Integrated-Power-Control-Strategy-Based Electrolytic Capacitor-Less Back-to-Back Converter for Variable Frequency Speed Control System

• Published in: IEEE transactions on industrial electronics (1982) Vol. 67; no. 12; pp. 10065 - 10074
• Main Authors: Bao, Danyang, Pan, Xuewei, Wang, Yi, Huang, Hao, Wu, Bingyi
• Format: Journal Article
• Language: English
• Published: New York IEEE 01.12.2020; The Institute of Electrical and Electronics Engineers, Inc. (IEEE)

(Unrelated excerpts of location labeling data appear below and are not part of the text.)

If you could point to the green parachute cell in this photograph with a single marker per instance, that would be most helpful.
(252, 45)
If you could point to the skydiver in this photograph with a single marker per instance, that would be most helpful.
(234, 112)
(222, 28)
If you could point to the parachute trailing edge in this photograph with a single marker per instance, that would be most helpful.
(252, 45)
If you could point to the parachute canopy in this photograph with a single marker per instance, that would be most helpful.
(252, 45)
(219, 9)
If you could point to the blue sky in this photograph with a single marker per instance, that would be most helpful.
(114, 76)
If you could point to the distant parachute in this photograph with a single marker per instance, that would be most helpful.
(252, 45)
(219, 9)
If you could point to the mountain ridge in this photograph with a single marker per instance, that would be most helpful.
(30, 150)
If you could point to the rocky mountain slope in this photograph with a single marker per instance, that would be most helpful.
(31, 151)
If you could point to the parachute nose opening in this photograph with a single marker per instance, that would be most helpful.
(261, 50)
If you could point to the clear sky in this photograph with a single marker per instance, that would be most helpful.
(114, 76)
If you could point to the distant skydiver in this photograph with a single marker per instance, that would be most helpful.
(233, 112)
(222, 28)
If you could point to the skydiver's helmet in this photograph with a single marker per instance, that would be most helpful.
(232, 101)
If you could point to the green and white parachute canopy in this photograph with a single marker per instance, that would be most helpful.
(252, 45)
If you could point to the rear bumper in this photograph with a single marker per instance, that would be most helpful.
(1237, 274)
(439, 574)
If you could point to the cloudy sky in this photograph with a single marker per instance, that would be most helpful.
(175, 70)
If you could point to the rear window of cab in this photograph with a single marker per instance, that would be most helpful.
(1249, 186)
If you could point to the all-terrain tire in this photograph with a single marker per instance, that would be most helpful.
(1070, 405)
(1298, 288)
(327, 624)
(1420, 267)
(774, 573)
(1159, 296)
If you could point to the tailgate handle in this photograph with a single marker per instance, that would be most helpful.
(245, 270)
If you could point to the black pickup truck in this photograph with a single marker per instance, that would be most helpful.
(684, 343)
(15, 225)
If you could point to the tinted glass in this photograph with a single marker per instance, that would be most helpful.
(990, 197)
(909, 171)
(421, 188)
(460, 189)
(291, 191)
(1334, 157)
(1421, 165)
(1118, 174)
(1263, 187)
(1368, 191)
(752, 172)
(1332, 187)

• Subjects: Capacitors; Control systems; Converters; Couplings; Data buses; DC-link electrolytic capacitor less; Dynamic response; Electric potential; Energy conversion efficiency; Energy storage; Feedforward systems; Frequency control; Harmonic distortion; integrated power control strategy (IPCS); Inverters; Power control; power coupling; power factor; Rectifiers; Ripples; Speed control; total harmonic distortion (THD); Voltage; Voltage control
• ISSN: 0278-0046; 1557-9948
• DOI: 10.1109/TIE.2019.2960737

This article presents an integrated power control strategy (IPCS) for a variable frequency speed regulation system, which consists of a back-to-back converter and a small film dc-link capacitor. Due to the lack of large-capacity energy storage components in the dc bus, there is a strong power coupling between the rectifier and the inverter. The dynamic response is limited and dc-link voltage oscillates because the traditional method controls rectification and inversion separately. The IPCS is proposed to achieve dynamic balance of the system power through synchronous control of the rectifier and inverter. High conversion efficiency guarantees the power balance of the rectifier and inverter meanwhile reduces the dc bus voltage ripple. To further reduce the dc-link voltage ripple and maintain the stability of the dc-link voltage under step changes of load, a virtual inertia control method is proposed, which consists of a virtual resistance control block and a virtual capacitor control block. As a result, the dc-link voltage ripple and the total harmonic distortion of the dc-link current can be improved. Simulations and experimental results are given to provide further validation of the proposed IPCS under different operating scenarios.